Median pCRP was higher in patients with COPD (1.85 (1.05–4.20) mg/L versus 0.75 (0.30–2.18) mg/L in NCCP; P=0.013; Figure 1A). Median mCRP levels were higher in patients with COPD (0.66 (0.38–1.03) mg/L) versus NCCP (0.00 (0.00–0.29) mg/L; P<0.001; Figure 1A). After excluding all participants with a pCRP >3 mg/L (COPD, n=12 and NCCP, n=3), median mCRP was still higher in patients: 0.61 (0.38–0.90) mg/L versus 0.00 (0.00–0.28) mg/L in NCCP (P<0.001). pCRP and mCRP were not different between COPD smokers and COPD ex-smokers, and between NCCP non-smokers and ex-smokers (Figure 1B). pCRP and mCRP did not correlate with each other nor with any of the other patients’ clinical characteristics (Table 1).

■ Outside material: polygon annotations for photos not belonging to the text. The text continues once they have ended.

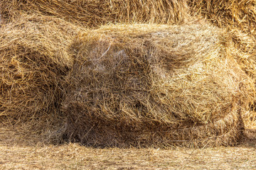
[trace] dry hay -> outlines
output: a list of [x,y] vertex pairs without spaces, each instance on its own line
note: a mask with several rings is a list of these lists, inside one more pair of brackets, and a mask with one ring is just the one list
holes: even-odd
[[255,33],[255,0],[188,0],[193,15],[202,15],[215,26]]
[[[192,15],[201,15],[228,31],[234,43],[231,52],[234,58],[256,85],[256,1],[189,0],[188,3]],[[245,122],[256,119],[255,104],[251,107],[252,113],[245,115]]]
[[256,1],[189,0],[193,15],[203,16],[232,37],[234,57],[252,79],[256,79]]
[[200,22],[108,26],[78,36],[63,137],[93,147],[235,144],[253,86],[227,38]]
[[66,47],[78,30],[38,15],[22,16],[0,28],[1,127],[22,134],[52,128],[60,116],[60,81],[73,63]]
[[104,23],[174,23],[188,16],[185,0],[1,0],[1,15],[11,21],[22,11],[54,16],[88,26]]

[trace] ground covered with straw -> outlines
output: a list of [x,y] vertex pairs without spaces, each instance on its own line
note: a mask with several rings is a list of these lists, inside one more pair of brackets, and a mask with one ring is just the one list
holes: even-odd
[[255,169],[256,139],[234,147],[197,149],[1,143],[0,154],[0,169]]

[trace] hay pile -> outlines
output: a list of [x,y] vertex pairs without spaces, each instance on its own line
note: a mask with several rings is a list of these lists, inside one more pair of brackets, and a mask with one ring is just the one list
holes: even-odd
[[188,1],[192,15],[202,16],[228,30],[234,57],[245,72],[256,79],[256,1]]
[[80,30],[38,15],[0,28],[1,127],[41,132],[55,123],[61,116],[60,81],[73,65],[67,46]]
[[[188,0],[188,4],[192,15],[226,29],[233,41],[234,48],[230,49],[233,57],[256,86],[256,1]],[[245,115],[245,120],[256,119],[255,106],[252,105],[252,113]]]
[[0,8],[6,21],[22,12],[39,12],[86,26],[116,22],[174,23],[188,16],[185,0],[2,0]]
[[89,146],[230,145],[251,80],[206,23],[102,26],[70,47],[64,136]]

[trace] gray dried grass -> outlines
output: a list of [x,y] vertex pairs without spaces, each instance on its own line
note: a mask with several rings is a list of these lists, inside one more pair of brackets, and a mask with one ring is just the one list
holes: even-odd
[[94,147],[235,144],[253,86],[229,42],[198,21],[106,26],[78,36],[64,137]]

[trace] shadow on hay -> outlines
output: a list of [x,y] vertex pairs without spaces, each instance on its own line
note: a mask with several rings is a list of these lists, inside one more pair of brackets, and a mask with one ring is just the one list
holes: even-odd
[[228,42],[198,22],[108,26],[79,35],[65,81],[64,137],[92,147],[235,144],[252,85]]

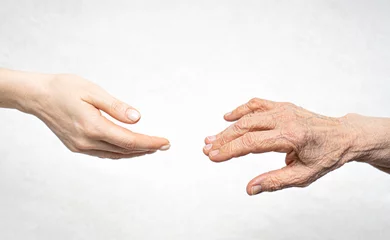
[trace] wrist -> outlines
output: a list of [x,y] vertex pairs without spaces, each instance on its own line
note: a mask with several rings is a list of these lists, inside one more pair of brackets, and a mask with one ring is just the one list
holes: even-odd
[[0,69],[0,107],[34,114],[39,111],[39,102],[46,95],[46,83],[52,78],[51,74]]
[[389,164],[390,119],[348,114],[342,118],[350,135],[349,161]]

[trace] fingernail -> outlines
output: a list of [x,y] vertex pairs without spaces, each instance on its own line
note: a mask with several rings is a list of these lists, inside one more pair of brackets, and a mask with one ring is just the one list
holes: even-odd
[[131,120],[131,121],[138,121],[138,119],[141,117],[141,115],[139,114],[138,111],[134,110],[134,109],[130,109],[127,111],[127,117]]
[[166,150],[168,150],[170,147],[171,147],[170,144],[164,145],[164,146],[162,146],[162,147],[160,148],[160,150],[161,150],[161,151],[166,151]]
[[210,152],[210,157],[214,157],[214,156],[217,156],[219,154],[219,150],[214,150],[214,151],[211,151]]
[[252,186],[251,195],[256,195],[259,193],[261,193],[261,186],[260,185]]
[[208,139],[210,142],[214,142],[215,140],[217,140],[217,137],[216,137],[216,136],[208,136],[207,139]]
[[208,151],[208,150],[210,150],[212,147],[213,147],[213,144],[207,144],[207,145],[204,147],[204,150]]

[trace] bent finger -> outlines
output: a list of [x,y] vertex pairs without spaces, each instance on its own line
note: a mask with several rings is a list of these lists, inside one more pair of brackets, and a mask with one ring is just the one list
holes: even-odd
[[103,135],[103,141],[116,145],[118,147],[133,150],[168,150],[169,141],[161,137],[152,137],[144,134],[134,133],[126,128],[120,127],[108,119],[107,129]]
[[287,153],[292,150],[292,144],[282,138],[280,133],[275,130],[249,132],[231,142],[226,143],[219,149],[210,151],[209,158],[211,161],[221,162],[245,156],[249,153]]
[[252,179],[246,188],[249,195],[274,192],[290,187],[307,187],[315,181],[314,171],[302,164],[291,164]]
[[275,108],[276,105],[277,103],[273,101],[260,99],[260,98],[253,98],[249,102],[234,109],[232,112],[225,114],[224,118],[226,121],[229,122],[236,121],[249,113],[265,112],[271,110]]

Figure 1 (A) pCRP (left y-axis; black) and mCRP (right y-axis; grey) levels in 38 patients with COPD (closed circles) and 18 age/gender matched NCCP (closed triangles). (B) pCRP (left y-axis; black) and mCRP (right y-axis; grey) levels in patients with COPD who are ex-smokers (EX COPD; open circles) or current smokers (S COPD; half-open circles) and NCCPs who are non-smokers (NS NCCP; open triangles) or ex-smokers (EX NCCP; half-open triangles). Abbreviations: COPD, Chronic Obstructive Pulmonary Disease; NCCP, Non-COPD Control Persons; pCRP, pentameric C-reactive Protein; mCRP, monomeric C-reactive Protein; mg/L, milligram per litre.

Discussion and Conclusion

Systemic mCRP levels were increased in patients with clinically stable COPD and did not correlate with pCRP or clinical characteristics. pCRP is a diagnostic biomarker for COPD exacerbation³ and a prognostic biomarker for early mortality.⁴ However, pCRP may not reveal the complete role of CRP in chronic low-grade systemic inflammation. On binding with liposomes, cell membranes and activated platelets through lysophosphatidylcholine, pCRP dissociates into mCRP subunits revealing new epitopes, which is known to have a more potent pro-inflammatory effect in contrast to pCRP. This mCRP isoform is typically elevated during early low-grade chronic inflammation.² This explains the current results, as the patients with COPD had a substantial increase in mCRP levels, while mCRP was not detectable in 70% of the NCCP. The difference in mCRP between COPD and NCCP remained after excluding all participants with an increased pCRP level (>3 mg/L). Also, smoking was found to be non-discriminating within patients with COPD or within NCCPs for pCRP and mCRP. Therefore, our results provide a clear indication that mCRP may serve as a potential biomarker to identify early low-grade chronic inflammation in patients with COPD. The current findings need corroboration in larger samples and the investigation of mCRP’s associations with other inflammatory markers is warranted. A limitation of the study is the lack of healthy smoking controls. Though the sub-analysis shows no significant effect of smoking on mCRP level, studies have indicated that smoking increases platelet aggregation, which plays an important role in dissociation of pCRP to mCRP.⁵ Therefore, it is important to include healthy smoking controls and non-smoking patients with COPD in a larger future study to analyse the precise diagnostic value of mCRP in patients with COPD. Research indicated that CRP levels did not differ significantly according to smoking status or biomass exposure, and whether mCRP levels are influenced by different exposures remains to be elucidated.⁶

Several studies have been conducted to assess the efficacy of inhaled therapies which is the mainstay of COPD treatment. pCRP levels were found to be reduced following treatment with inhaled corticosteroids.⁷ However, it remains currently unknown whether and to what extent mCRP transiently increases before, during and/or after a COPD-related exacerbation, and respiratory or other drug therapy can reduce elevated mCRP. To conclude, mCRP is significantly elevated in patients with COPD in comparison to age/sex matched NCCP and may be considered as a potential biomarker of chronic low-grade systemic inflammation.